Most parents, if they are entirely honest, believe that childless people are oblivious to the real pressures of life, just as they believe that only a fellow parent can understand their woes.
They might not be as vocal as my friend but there is often an insinuation that childless people haven't even taken the time to contemplate the plight of modern parents because we're too busy booking pedicures and enjoying extra-long sleep-ins.
They think we are blissfully unaware of the crèche fees and the school bills and the cost of buggies because we're busy totting up the cost of our next spa break.
How would we know what it's like to have chicken pox decimate your entire monthly budget?
How could we understand the exhaustion of working two jobs: one in the office, and one at home - when we took the life epidural?
They forget that the childless-by-choices brigade has thought deeply about these challenges - maybe even more so than these parents did when they themselves were childless.
They've asked themselves if they could cope with the relentless chore of night feeds and nappy changes. They've glanced across at families of small children on airplanes and thought, 'Could I?'
They've imagined what it would feel like to worry about another human being for the rest of their life.
Childless-by-choice people aren't oblivious to the challenges of parenting. On the contrary, they are acutely aware of the pressure - that's why they opted out.
European Affairs Minister Helen McEntee described McDonald's comments as "ridiculous", before adding that "It's the same as saying if you're not a farmer you can't understand agriculture."
This isn't entirely true either. There is no experience like personal experience and even the most empathetic childless person could never truly understand the deep, instinctual need that a parent has to take care of his child.
What childless people do understand, however, is that this drive can sometimes lead parents to be blinkered by cognitive biases, blinded by guilt and preoccupied by perceived advantages.
And childless parents aren't the only target. Parents of two children think "just you wait" when their friend has their first child; parents of three children think their friend with just two children has it easy.
McDonald isn't the first politician to admit to the parenting bias.
Andrea Leadsom famously said that she made a better candidate than Theresa May because she was a mother.
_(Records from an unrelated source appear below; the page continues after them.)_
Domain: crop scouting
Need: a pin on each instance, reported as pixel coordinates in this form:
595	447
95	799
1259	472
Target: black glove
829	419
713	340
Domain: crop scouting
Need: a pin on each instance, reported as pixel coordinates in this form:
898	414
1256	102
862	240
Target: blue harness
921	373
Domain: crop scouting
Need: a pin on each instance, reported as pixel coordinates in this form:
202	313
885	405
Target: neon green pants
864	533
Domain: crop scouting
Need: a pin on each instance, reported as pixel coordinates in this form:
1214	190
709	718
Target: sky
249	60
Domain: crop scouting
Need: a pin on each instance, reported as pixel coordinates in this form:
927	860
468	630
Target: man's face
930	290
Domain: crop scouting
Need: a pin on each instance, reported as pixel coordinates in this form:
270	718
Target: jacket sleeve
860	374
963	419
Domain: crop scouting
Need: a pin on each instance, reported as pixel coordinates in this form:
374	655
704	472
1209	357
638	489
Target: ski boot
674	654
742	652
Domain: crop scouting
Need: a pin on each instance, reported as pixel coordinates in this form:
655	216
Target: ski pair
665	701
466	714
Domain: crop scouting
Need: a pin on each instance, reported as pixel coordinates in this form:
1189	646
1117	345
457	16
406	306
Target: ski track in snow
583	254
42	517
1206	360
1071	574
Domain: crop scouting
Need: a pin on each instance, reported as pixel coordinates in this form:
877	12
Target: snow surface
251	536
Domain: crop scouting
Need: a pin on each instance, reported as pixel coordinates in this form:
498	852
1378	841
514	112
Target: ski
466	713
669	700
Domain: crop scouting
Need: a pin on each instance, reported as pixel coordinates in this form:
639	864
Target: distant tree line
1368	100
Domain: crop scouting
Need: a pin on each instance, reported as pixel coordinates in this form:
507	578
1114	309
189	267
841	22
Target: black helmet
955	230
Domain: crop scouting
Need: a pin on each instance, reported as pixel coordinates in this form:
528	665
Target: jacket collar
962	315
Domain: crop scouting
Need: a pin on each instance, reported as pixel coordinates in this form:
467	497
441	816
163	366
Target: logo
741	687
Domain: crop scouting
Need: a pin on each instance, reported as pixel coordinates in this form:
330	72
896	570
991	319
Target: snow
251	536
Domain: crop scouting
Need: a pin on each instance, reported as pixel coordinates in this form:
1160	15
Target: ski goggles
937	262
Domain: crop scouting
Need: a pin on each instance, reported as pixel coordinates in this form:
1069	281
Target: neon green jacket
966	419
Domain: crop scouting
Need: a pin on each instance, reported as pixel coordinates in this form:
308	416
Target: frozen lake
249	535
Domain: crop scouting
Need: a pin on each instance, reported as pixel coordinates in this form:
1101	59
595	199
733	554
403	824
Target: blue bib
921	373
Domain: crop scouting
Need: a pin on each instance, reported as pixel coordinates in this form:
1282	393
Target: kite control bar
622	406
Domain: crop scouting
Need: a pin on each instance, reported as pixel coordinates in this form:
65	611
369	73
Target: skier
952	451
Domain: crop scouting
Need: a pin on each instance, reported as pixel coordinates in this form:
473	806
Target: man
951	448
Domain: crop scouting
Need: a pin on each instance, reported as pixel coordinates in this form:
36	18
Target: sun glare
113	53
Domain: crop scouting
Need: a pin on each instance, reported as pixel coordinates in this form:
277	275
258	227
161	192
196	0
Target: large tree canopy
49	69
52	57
There's no doubt that the perspective of parenting gives a politician an advantage when it comes to understanding their electorate, but perhaps we should discuss the disadvantages in the same breath. Granted, May and Varadkar may never truly grasp the pressure of being physically, mentally, emotionally and spiritually responsible for another human being, but Leadsom will never be able to consider the issues facing parents from a objective point-of-view. Non-parents may not know their way around nappy but they have a unique perspective - and it shouldn't be overlooked.
Likewise, we ought to think about the life experience that the childless, but not by choice, brigade can bring to the table. It's a little insensitive of McDonald to glorify parenthood when so many people have a similar "personal endeavour", as she puts it, but for whatever reason are unable to make it happen.
They keep putting one foot in front of the other, even as the thing that they want most moves further and further out of their reach.
McDonald says she is in a unique position to understand family struggles, but it's worth thinking about those who are struggling to have a family, as well as those who struggle to understand why anyone would want one.